Filonun rotasının İspanya’dan başlayarak İtalya gibi başka deniz noktalarından geçen deniz araçların Tunus açıklarında toplanacağını belirten Bennur, "Tunus Gazze’ye doğru hareket edecek olan kafilenin nihai çıkış noktası olacak. Bu, Tunus için tarihi bir onur ve halkı için destek anlamına geliyor. Yüzlerce katılımcı ile hareket edecek olan kafileye katılan aktivistler arasında avukatlar, doktorlar ve farklı ülkelerden sivil katılımcılar bulunuyor. Avrupa, Asya, Brezilya, Körfez ülkeleri ve Kuzey Afrika’dan (Tunus, Libya, Cezayir, Moritanya, Fas) katılımcılarımız var. Amaç, Gazze’deki abluka altındaki yaklaşık 2 milyon kişiye insani yardım ulaştırmak." ifadelerini kullandı.
"Bu girişim tüm dünyadan aktivistlerin ve vatandaşların ortak çabasıdır"

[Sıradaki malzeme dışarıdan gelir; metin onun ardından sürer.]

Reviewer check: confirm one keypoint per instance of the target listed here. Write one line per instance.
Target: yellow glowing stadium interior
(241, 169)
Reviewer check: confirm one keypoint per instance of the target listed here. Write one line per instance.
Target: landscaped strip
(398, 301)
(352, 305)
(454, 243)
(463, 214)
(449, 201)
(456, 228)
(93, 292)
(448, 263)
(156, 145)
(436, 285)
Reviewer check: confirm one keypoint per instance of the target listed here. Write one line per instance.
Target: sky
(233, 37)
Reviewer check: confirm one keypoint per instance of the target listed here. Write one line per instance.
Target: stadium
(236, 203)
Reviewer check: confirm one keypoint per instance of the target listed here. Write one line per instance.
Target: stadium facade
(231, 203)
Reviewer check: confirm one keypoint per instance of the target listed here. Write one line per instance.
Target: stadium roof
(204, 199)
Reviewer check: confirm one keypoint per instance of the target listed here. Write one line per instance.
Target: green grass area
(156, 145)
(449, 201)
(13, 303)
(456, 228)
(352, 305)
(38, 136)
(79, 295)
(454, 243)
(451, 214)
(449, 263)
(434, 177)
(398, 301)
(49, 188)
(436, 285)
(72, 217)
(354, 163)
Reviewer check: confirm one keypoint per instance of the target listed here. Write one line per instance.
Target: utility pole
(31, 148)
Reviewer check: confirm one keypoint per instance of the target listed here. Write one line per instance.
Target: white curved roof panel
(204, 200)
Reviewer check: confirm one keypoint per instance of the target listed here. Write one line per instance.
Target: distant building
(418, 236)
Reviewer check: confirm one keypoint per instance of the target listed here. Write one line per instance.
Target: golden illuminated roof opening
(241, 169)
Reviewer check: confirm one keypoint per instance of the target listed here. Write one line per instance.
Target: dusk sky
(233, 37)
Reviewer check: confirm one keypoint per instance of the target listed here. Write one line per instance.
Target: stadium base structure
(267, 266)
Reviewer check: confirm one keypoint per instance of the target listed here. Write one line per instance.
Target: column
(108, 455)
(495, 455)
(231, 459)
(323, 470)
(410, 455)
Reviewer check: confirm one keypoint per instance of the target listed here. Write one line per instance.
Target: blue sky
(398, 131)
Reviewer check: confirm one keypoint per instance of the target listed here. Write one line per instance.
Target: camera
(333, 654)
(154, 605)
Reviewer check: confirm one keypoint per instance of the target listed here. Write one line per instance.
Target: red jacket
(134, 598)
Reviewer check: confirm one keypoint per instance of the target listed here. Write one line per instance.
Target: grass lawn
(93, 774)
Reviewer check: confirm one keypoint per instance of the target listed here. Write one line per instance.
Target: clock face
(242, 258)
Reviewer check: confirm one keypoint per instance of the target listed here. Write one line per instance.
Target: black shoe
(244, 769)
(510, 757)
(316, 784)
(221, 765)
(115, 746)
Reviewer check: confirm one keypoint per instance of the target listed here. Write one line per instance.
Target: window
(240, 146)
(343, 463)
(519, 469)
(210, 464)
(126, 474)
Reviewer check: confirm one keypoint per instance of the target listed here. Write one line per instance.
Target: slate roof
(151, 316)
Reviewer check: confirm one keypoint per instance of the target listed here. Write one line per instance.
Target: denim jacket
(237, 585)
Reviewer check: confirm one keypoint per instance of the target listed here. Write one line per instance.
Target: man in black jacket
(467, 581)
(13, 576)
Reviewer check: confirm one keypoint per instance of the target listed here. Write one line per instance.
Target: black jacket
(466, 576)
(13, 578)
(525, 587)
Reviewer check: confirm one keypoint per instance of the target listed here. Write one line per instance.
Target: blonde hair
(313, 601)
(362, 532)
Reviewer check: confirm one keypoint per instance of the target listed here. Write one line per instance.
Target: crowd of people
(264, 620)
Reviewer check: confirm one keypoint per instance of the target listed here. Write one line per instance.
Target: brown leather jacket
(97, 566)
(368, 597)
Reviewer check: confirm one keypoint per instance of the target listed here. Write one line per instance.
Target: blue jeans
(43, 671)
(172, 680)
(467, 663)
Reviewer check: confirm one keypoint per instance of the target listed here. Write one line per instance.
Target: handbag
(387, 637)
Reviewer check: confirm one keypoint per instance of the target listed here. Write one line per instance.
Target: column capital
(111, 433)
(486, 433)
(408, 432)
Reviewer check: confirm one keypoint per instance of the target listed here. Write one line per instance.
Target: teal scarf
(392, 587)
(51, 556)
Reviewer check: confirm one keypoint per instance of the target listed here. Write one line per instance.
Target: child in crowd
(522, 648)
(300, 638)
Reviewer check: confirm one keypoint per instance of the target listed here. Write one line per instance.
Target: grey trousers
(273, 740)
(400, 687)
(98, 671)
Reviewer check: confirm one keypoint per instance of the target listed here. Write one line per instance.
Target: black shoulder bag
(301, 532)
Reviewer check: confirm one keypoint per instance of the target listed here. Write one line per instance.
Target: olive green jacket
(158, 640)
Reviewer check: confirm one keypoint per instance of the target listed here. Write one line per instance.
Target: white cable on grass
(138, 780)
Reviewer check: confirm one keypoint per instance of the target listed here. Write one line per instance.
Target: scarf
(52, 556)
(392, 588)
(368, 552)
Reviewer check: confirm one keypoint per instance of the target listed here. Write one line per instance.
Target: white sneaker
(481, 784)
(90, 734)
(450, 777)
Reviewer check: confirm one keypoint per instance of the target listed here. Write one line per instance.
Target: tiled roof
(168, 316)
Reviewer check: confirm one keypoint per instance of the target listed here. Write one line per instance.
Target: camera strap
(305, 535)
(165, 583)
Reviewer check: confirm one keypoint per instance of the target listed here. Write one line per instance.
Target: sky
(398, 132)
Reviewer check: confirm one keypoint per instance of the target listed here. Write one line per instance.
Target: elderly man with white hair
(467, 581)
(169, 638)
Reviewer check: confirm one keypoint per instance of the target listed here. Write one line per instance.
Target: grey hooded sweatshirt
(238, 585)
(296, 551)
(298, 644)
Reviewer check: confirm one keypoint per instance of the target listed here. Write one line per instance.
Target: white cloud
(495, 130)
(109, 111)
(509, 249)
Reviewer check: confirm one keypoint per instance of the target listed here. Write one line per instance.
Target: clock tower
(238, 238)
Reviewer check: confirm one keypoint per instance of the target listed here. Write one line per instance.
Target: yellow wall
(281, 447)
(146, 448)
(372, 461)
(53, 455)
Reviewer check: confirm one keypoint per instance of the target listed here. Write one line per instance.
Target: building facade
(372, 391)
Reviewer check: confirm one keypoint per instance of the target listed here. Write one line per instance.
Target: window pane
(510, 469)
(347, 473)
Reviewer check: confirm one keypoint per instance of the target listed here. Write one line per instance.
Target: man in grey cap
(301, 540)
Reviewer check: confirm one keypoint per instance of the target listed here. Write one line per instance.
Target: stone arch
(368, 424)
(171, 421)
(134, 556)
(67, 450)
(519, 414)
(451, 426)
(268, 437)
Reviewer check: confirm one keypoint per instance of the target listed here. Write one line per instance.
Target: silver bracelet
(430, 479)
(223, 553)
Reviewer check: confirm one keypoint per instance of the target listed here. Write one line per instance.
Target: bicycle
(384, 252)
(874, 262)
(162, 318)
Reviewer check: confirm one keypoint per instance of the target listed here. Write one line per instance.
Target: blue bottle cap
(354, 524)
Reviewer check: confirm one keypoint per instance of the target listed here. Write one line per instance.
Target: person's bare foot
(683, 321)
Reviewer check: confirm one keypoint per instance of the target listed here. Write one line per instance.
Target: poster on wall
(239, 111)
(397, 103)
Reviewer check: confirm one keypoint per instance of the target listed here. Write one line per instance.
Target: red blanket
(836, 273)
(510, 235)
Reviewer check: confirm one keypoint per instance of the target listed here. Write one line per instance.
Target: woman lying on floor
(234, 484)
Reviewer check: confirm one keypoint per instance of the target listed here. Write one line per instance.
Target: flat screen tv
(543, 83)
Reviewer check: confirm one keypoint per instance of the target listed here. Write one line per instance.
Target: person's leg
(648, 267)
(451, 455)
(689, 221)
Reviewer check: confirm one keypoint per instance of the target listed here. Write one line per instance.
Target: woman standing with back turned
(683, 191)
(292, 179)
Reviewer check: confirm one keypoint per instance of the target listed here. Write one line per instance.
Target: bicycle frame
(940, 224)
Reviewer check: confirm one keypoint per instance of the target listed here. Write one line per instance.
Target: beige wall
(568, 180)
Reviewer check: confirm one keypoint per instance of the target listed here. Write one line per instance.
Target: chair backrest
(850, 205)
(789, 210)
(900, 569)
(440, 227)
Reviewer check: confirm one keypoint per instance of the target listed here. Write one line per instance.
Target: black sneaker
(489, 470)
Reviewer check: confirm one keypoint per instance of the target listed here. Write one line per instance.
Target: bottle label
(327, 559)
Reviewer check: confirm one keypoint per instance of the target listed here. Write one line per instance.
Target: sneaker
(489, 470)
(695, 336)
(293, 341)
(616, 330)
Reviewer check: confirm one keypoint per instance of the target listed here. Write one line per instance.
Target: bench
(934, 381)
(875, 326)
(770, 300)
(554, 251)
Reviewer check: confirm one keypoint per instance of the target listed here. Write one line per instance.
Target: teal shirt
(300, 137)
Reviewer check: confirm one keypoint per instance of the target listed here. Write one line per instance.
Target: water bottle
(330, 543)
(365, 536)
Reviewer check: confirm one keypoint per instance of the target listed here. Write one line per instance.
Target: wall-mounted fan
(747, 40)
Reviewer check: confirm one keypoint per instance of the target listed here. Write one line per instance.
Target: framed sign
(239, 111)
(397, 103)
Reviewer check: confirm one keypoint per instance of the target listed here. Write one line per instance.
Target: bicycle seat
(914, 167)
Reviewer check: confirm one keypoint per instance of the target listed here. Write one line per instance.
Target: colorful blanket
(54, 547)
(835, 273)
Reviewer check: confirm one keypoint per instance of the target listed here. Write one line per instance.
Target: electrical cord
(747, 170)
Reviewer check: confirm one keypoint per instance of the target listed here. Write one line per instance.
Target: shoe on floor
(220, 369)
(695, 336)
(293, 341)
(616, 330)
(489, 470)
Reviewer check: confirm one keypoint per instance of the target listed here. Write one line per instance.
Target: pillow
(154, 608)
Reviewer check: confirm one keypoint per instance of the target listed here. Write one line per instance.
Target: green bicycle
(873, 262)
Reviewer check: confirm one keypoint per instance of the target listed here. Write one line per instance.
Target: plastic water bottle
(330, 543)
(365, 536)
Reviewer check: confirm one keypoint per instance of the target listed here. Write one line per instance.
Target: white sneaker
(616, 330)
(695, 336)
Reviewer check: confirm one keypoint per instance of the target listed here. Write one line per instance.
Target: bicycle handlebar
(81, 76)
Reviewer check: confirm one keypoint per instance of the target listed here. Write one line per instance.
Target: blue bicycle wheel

Hazırlık sürecinde filoya katılacak aktivistlere eğitim verildiğini belirten Bennur, sözlerine şu şekilde devam etti;
"Tunus’tan katılacak ekip 150 kişi civarında. Belirlenen kriterler doğrultusunda seçilen bu katılımcılar yoğun eğitimlerden geçti. Bu girişim, sivil ve barışçıl bir direniş felsefesine dayanıyor. Katılımcılar herhangi bir silah taşımıyor, amaç yalnızca Gazze halkına destek olmak. Bu girişim tüm dünyadan aktivistlerin ve vatandaşların ortak çabasıdır. Amaç, Gazze ablukasını kırmak ve insani yardımı ulaştırmaktır. Bu, sadece bir insani görev değil, aynı zamanda vicdani ve ahlaki bir sorumluluktur."
Arapça "kararlılık" veya "sarsılmaz azim" anlamlarına gelen Sumud, 1967'deki Altı Gün Savaşı'nın ardından Filistin halkı arasında baskı ve direnişi anlatan bir kavrama dönüştü. Sumud kavramı, Filistinlilerin topraklarında kalması, Filistin kimliğinin ve kültürünün canlı tutulması ile şiddet içermeyen sivil itaatsizlik gibi yollarla işgale direnip alternatif kurumlar inşa etme yollarının aranmasını ifade eder. Filistin'le ilgili sanatsal etkinliklerde, zeytin ağacı ve köylü hamile kadın sembolleri bu kavramı tasvir etmek için kullanılır.